The reviewed paper is the fifth in the Global Mental Health Series – ‘Barriers to improvement of mental health services in low-income and middle-income countries’ by Benedetto Saraceno, Mark van Ommeren and colleagues and is freely available online.
The aim of the paper was to identify barriers to improvement of mental health services in low and middle-income countries (LAMIC).
The method was briefly outlined in the paper although in more detail elsewhere. International experts and leaders with knowledge of LAMIC’s were selected although the inclusion criteria weren’t clear from the description. A set of 7 open-ended questions were administered and the results were analysed independently (using thematic analysis) by two data analysts.
57 responses were obtained with a total of 90848 words from people in 30 countries (18 LAMIC’s). The respondents were described as ‘senior experts’.
The paper was then organised into four themed sections followed by a summary of the lessons that were learnt.

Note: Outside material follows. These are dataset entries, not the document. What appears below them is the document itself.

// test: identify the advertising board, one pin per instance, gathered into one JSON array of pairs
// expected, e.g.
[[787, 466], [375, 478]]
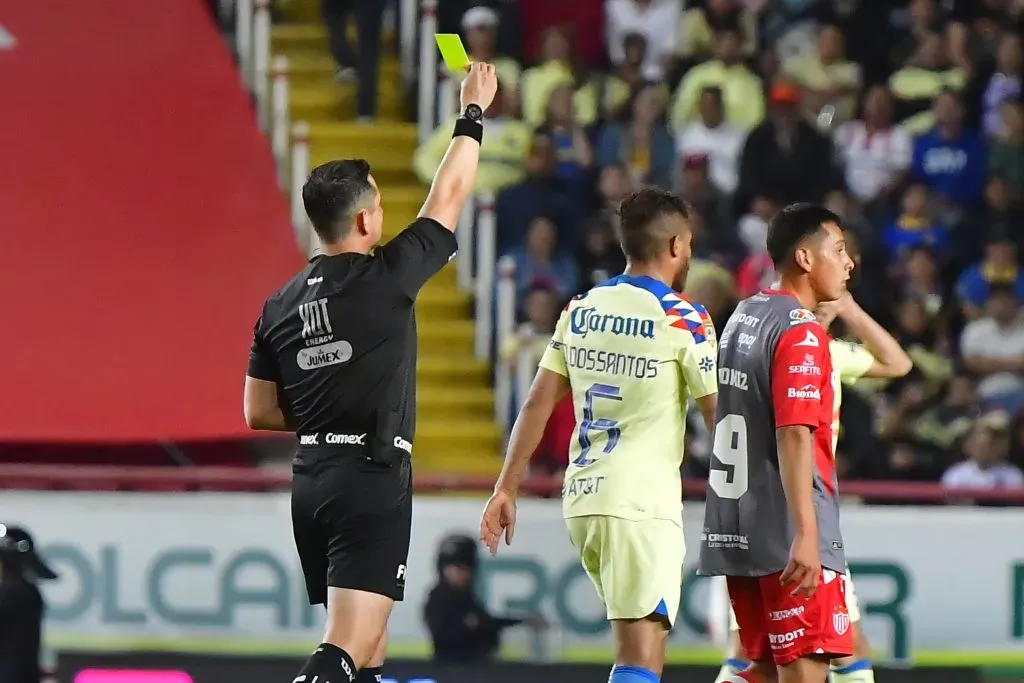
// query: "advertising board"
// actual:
[[217, 572], [169, 668]]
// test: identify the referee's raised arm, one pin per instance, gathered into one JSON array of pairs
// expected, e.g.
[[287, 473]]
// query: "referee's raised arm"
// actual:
[[423, 248], [457, 174]]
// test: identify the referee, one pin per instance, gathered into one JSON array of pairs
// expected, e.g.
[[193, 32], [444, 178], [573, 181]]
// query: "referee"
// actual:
[[333, 359]]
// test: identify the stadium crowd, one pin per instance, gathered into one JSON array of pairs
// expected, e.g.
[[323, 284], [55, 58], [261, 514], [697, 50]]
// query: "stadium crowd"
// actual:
[[903, 117]]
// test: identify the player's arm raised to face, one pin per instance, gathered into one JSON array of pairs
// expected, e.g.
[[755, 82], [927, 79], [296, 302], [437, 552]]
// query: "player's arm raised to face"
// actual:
[[890, 360], [259, 402], [798, 377], [455, 178]]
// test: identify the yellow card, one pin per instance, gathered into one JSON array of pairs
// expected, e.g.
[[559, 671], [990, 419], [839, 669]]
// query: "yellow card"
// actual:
[[453, 51]]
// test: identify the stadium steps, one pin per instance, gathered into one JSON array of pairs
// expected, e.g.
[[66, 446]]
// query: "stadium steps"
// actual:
[[456, 430]]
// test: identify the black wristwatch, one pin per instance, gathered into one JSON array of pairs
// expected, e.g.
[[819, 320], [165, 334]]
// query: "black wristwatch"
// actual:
[[473, 113]]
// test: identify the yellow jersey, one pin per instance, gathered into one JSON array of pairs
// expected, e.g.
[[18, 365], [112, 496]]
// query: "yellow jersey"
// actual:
[[634, 351], [850, 363]]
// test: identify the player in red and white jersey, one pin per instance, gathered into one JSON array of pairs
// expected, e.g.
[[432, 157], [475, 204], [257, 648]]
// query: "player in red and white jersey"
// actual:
[[771, 517]]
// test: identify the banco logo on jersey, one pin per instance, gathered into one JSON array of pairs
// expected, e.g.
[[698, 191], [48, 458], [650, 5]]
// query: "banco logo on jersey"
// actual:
[[806, 392], [808, 367], [587, 318]]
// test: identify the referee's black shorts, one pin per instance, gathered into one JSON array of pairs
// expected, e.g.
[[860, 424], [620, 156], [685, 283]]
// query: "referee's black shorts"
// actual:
[[351, 519]]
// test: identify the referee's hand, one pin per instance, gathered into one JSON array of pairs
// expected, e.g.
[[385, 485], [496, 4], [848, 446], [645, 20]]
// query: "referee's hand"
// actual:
[[479, 86], [499, 517]]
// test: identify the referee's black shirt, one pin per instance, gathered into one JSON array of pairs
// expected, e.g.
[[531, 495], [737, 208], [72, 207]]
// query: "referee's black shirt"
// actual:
[[339, 340]]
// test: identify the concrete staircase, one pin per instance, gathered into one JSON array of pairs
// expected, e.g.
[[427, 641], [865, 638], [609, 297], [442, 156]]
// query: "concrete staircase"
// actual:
[[456, 431]]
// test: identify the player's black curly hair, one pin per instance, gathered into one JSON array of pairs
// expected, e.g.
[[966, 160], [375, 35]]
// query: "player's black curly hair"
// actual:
[[641, 230], [334, 193], [794, 224]]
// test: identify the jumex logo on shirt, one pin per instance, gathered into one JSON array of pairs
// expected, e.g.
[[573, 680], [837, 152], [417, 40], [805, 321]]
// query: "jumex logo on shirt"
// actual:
[[587, 318]]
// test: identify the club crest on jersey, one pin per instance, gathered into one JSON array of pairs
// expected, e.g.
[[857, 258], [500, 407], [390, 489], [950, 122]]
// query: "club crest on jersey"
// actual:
[[690, 316], [801, 315], [841, 623]]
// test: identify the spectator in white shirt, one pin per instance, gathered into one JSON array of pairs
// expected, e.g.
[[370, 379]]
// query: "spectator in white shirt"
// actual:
[[711, 136], [876, 154], [985, 466], [657, 20], [993, 349]]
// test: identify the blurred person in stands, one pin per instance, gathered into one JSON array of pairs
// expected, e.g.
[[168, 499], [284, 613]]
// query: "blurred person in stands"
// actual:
[[540, 312], [919, 281], [1004, 84], [503, 156], [622, 497], [914, 226], [996, 216], [573, 153], [582, 22], [365, 67], [479, 26], [540, 263], [697, 27], [555, 68], [950, 159], [876, 155], [461, 628], [993, 350], [622, 85], [926, 74], [541, 193], [1007, 155], [656, 20], [784, 157], [944, 424], [20, 606], [714, 230], [826, 77], [925, 17], [999, 266], [613, 184], [601, 258], [741, 90], [640, 141], [984, 464], [711, 135], [333, 361]]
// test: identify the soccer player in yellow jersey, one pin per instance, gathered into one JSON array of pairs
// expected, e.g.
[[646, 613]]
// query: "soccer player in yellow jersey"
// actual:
[[633, 351], [879, 354]]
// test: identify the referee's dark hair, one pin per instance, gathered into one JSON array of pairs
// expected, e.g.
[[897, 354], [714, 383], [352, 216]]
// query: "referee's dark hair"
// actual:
[[794, 224], [334, 193], [643, 231]]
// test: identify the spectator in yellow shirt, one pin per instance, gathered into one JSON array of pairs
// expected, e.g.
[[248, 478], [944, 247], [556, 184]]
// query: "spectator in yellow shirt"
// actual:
[[741, 90], [503, 154], [826, 77], [556, 70]]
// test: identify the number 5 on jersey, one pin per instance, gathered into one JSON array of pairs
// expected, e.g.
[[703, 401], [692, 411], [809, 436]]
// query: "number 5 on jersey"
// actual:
[[589, 425], [731, 478]]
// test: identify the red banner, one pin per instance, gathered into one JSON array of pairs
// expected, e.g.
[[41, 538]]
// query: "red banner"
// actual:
[[141, 227]]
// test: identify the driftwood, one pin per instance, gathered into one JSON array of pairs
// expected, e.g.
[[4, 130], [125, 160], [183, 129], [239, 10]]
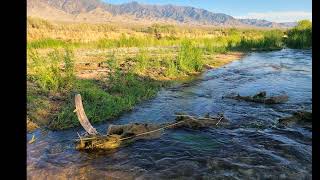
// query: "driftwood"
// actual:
[[119, 135], [262, 98], [83, 117]]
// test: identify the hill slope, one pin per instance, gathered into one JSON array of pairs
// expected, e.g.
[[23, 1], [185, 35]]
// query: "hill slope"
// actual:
[[98, 11]]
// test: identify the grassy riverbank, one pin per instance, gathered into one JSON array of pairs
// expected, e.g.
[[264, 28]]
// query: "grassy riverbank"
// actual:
[[114, 68]]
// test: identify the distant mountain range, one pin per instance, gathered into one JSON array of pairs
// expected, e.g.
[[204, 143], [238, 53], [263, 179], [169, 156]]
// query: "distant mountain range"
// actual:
[[99, 12]]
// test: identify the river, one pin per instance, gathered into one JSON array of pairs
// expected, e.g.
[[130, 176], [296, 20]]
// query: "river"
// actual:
[[253, 146]]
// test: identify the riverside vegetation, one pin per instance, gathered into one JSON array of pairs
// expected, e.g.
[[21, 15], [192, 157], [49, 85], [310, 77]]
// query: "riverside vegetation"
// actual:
[[116, 67]]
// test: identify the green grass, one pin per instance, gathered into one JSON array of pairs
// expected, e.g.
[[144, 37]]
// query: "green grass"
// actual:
[[300, 37], [47, 73], [190, 57], [125, 92], [53, 74]]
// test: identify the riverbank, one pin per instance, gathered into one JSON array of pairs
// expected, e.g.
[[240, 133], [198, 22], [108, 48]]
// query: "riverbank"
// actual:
[[116, 68], [113, 86]]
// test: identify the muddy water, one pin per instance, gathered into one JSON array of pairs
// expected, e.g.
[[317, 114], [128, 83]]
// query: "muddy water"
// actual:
[[253, 146]]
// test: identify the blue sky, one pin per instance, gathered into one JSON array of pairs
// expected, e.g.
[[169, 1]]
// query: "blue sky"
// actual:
[[273, 10]]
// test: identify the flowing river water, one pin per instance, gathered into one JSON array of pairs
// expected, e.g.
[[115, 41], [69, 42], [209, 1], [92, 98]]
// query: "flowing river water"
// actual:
[[253, 146]]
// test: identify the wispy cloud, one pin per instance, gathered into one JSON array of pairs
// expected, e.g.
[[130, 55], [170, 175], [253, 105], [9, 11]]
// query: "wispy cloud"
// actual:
[[287, 16]]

In the section on the public health priority agenda and funding, the lack of mental health as a Millenium Development Goal was noted. A lack of consensus amongst ‘leading experts’ was cited as a barrier to obtaining funds, with different areas within mental health competing for resources and different strategies being suggested. Similarly there were different approaches by groups with an interest in mental health and it was also thought that mental health parlance was difficult to understand. The relative dearth of numerical markers equivalent to mortality figures was yet another reason suggested as well as the ‘absence of a ground-swell’.
In terms of the organisation of services, institutions and community care were the main themes emerging. The models of insitutional care were thought to be less cost-effective and also less effective in delivering care to the rural areas where this was needed. The interesting point of training needing to occur in rural areas was also raised. The translation of government directives at the local level was also cited as presenting a barrier. The interaction with primary care was also mentioned – with reference to the 1978 declaration of Alma-Ata which suggests that primary care should be supported and integrated with the referral systems.
In terms of human resources there were thought to be too few appropriately qualified people to provide the level of care that was needed particularly in rural areas. One creative solution was to train hairdressers and barbers to identify mental health problems and refer as appropriate. Another suggestion was about use of community resources. Public mental health leadership was another area with comments on the need for training in public mental health skills.
There are many valuable lessons from this paper that can be used for the mental health problems of low and middle-income countries.